The Los Angeles Ethics Commission put off voting on a proposal to ban the mayor's political appointees from campaign fundraising activity after some members expressed misgivings Tuesday and an attorney for Mayor James K. Hahn said the restriction was unnecessary.
City Controller Laura Chick and City Council members Wendy Greuel, Bernard C. Parks and Cindy Miscikowski urged the Ethics Commission to approve the ban amid concerns that city commissioners appointed by Hahn have raised campaign money for Hahn and others while also deciding who should get city contracts.
"Cronyism and pay-to-play politics should have no role in government," Greuel told the panel. "Unless we clean up the policy-making process by banning political appointees from fundraising, the integrity of our governance system will continue to be challenged."
Deputy Mayor Carmel B. Sella, who serves as Hahn's legal counsel, told the panel that the mayor opposes banning political fundraising by the more than 300 city commissioners he appoints.
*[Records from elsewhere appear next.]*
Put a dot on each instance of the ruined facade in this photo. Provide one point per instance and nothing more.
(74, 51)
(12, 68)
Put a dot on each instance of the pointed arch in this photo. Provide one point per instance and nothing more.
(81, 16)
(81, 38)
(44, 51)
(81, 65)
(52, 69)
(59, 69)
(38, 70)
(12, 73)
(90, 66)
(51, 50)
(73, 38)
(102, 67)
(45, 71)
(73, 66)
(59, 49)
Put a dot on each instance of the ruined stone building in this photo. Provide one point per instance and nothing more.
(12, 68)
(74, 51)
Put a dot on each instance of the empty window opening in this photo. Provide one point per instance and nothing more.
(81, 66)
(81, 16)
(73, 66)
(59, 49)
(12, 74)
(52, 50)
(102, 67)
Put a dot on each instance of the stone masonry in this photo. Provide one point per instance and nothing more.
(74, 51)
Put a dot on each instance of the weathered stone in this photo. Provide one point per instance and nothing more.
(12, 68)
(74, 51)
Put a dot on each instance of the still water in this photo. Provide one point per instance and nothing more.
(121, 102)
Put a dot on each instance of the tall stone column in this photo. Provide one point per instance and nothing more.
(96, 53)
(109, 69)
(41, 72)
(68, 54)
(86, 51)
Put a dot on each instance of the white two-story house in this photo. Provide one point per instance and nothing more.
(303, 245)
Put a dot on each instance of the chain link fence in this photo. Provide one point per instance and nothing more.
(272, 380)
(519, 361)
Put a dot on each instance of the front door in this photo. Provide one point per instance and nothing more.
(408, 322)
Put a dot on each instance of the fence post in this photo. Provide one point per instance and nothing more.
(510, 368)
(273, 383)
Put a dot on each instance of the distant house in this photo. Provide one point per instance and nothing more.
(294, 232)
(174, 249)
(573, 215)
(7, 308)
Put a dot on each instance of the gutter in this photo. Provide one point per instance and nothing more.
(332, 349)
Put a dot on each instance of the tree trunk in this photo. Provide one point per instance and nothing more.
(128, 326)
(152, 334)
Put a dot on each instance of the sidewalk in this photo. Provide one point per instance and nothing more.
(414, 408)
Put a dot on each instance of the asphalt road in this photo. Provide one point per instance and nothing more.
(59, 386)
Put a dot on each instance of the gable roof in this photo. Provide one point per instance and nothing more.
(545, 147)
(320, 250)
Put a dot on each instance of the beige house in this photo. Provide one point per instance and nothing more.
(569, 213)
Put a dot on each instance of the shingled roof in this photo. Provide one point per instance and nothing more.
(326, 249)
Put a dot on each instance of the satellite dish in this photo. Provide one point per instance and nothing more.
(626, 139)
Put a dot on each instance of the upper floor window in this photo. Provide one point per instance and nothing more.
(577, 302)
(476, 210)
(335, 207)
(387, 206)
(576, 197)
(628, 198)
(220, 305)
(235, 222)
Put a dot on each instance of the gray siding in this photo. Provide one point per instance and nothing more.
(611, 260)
Instead, she said, Hahn believes the Ethics Commission should require city appointees to disclose when they hold fundraisers for elected officials and should enforce an existing law prohibiting city commissioners from soliciting contributions from businesses that have matters pending before them.
Sella said Hahn's position was "a reasonable approach" that would advance "the goals of open and transparent government."
Greuel and Parks said disclosure would not go far enough because it would not identify cases in which bidders refuse to contribute to a candidate and then are denied a city contract.
City Redevelopment Commissioner Doug Ring, who is Miscikowski's husband, and former Ethics and Fire Commissioner David Fleming also supported the fundraising ban in testimony Tuesday.
"This is a pay-to-play city. That's what most people think," Fleming said.
Noting that the City Council shelved a similar ban on commission fundraising several years ago, Fleming also urged the Ethics Commission to seek a charter change giving it power to submit proposed reforms directly to the voters.
Ring, who held a Hahn fundraiser last summer, called the current system "unhealthy" and suggested that the panel poll city commissioners on the proposal.
"I think it would be informative for you to find out how many of us fundraise because we want to, and how many of us fundraise because we think it's obligatory on us," Ring said.